Der Markt für humanoide Roboter in China soll von 2,24 Milliarden US-Dollar im Jahr 2024 auf 41 Milliarden US-Dollar bis 2032 explodieren — eine Verzwanzigfachung in weniger als 10 Jahren.
Diese Roboter werden zunehmend im Gesundheitswesen, in der Bildung und im Dienstleistungssektor eingesetzt.
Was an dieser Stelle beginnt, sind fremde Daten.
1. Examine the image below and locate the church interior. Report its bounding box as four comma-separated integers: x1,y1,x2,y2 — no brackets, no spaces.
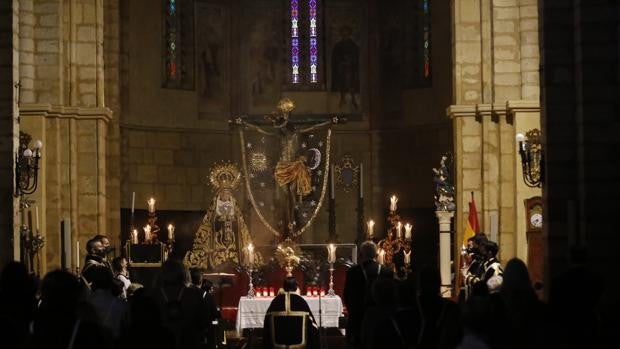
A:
0,0,620,346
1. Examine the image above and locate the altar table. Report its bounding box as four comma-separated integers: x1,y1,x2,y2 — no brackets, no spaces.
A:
237,296,342,334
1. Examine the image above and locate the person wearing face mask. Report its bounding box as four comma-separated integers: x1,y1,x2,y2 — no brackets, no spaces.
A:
82,237,113,288
93,234,114,260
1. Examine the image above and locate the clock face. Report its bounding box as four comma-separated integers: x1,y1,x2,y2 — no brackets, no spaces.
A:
530,213,542,228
Sie repräsentieren nicht nur eine technologische Evolution, sondern eine strategische Neuausrichtung, die China in eine Position bringen könnte, die vergleichbar ist mit der Dominanz der USA in der Software-Industrie.
Europas Zögern ist gefährlich
Der deutsche Maschinenbauverband VDMA fordert in einem „Aktionsplan Robotik für Europa“ ein entschlosseneres Handeln der Politik, um nicht den Anschluss zu verlieren.
Die größte Gefahr, so argumentiert der Analyst Rian Whitton, liegt nicht im potenziellen Jobverlust durch Automatisierung.
Die Geschichte zeige, dass jene Länder, die nicht automatisieren, am Ende die meisten Arbeitsplätze verlieren.
Die Schlussfolgerung ist unbequem, aber zwingend — wenn der Westen nicht modernisiert, drohen ihm seine eigenen „dark factories“.
Nicht Fabriken, in denen Roboter im Dunkeln arbeiten, sondern Fabriken, in denen die Lichter ausgehen, weil dort überhaupt keine Arbeit mehr stattfindet.